On distingue en général trois sortes de talismants ; savoir, les astronomiques, on les connait par les signes célestes, ou constellations que l'on a gravées dessus, et qui sont accompagnées de caractères inintelligibles.
Les magiques qui portent des figures extraordinaires, des mots superstitieux, et des noms d'anges inconnus.
Enfin les mixtes sur lesquels on a gravé des signes célestes et des mots barbares, mais qui ne renferment rien de superstitieux, ni aucun nom d'ange.

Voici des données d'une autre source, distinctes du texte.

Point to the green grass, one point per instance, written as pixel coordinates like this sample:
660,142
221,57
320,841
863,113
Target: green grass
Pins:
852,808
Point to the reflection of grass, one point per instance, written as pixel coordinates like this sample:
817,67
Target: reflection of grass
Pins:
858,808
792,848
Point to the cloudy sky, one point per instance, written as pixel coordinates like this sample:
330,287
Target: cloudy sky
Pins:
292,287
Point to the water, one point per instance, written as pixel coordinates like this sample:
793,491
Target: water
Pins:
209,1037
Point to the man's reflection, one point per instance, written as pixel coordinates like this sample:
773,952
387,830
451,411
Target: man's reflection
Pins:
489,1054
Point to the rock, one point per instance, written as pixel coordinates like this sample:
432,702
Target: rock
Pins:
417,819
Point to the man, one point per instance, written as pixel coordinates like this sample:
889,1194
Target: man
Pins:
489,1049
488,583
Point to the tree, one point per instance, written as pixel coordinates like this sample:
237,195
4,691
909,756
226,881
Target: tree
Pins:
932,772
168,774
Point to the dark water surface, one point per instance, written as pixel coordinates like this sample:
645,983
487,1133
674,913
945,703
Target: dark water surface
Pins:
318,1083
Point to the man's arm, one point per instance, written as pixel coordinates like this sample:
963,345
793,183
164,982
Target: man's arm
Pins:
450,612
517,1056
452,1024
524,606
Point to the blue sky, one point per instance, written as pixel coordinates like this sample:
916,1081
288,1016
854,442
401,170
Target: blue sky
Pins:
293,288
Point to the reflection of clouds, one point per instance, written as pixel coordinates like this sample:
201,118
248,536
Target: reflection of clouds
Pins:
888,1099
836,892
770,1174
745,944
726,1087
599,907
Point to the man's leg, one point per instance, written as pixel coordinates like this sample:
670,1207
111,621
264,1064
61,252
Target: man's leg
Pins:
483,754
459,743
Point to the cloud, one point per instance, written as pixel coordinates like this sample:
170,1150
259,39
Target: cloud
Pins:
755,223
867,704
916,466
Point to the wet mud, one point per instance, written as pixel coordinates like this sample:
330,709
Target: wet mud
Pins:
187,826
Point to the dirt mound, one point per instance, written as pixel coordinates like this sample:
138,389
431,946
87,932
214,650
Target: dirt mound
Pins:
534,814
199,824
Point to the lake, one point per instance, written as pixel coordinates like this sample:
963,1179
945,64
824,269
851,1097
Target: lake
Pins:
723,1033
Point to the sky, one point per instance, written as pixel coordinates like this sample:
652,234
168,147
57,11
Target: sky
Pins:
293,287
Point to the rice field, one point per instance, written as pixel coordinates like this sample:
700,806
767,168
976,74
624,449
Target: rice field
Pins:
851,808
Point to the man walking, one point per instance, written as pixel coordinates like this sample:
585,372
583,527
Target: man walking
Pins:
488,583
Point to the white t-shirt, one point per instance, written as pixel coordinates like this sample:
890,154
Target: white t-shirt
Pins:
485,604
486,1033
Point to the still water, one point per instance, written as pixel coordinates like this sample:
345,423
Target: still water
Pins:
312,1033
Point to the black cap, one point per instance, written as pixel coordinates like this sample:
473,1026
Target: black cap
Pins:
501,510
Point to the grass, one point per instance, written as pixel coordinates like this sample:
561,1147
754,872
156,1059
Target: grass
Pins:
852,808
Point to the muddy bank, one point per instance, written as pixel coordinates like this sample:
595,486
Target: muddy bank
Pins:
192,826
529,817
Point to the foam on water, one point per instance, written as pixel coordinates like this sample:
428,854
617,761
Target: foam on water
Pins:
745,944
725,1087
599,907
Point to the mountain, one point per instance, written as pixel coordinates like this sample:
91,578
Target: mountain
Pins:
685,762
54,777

Quelques auteurs ont pris pour des talismants plusieurs médailles runiques ou du-moins celles dont les inscriptions sont en caractères runiques ou gothiques, parce qu'il est de notoriété que les nations septentrionales, lorsqu'elles professaient le paganisme, faisaient grand cas des talismants. Mais M. Keder a montré que les médailles marquées de ces caractères, ne sont rien moins que des talismants.
Il ne faut pas confondre non plus avec des siècles ou des médailles hébraïques véritablement antiques, certains talismants, et certains carrés composés de lettres hébraïques toutes numérales, que l'on appelle sigilla planetarum, dont se servent les tireurs d'horoscope, et les diseurs de bonne aventure, pour faire valoir leurs mystères ; non-plus que d'autres figures magiques dont on trouve les modèles dans Agrippa, et qui portent des noms et des caractères hébraïques. Science des médailles, tom. I. p. 308.
TALISMAN, (terme de Relation) nom d'un ministre inférieur de mosquée chez les Turcs. Les talismants sont comme les diacres des imants, marquent les heures des prières en tournant une horloge de sable de quatre en quatre heures ; et les jours de bairan, ils chantent avec l'iman, et lui répondent. Du Loir.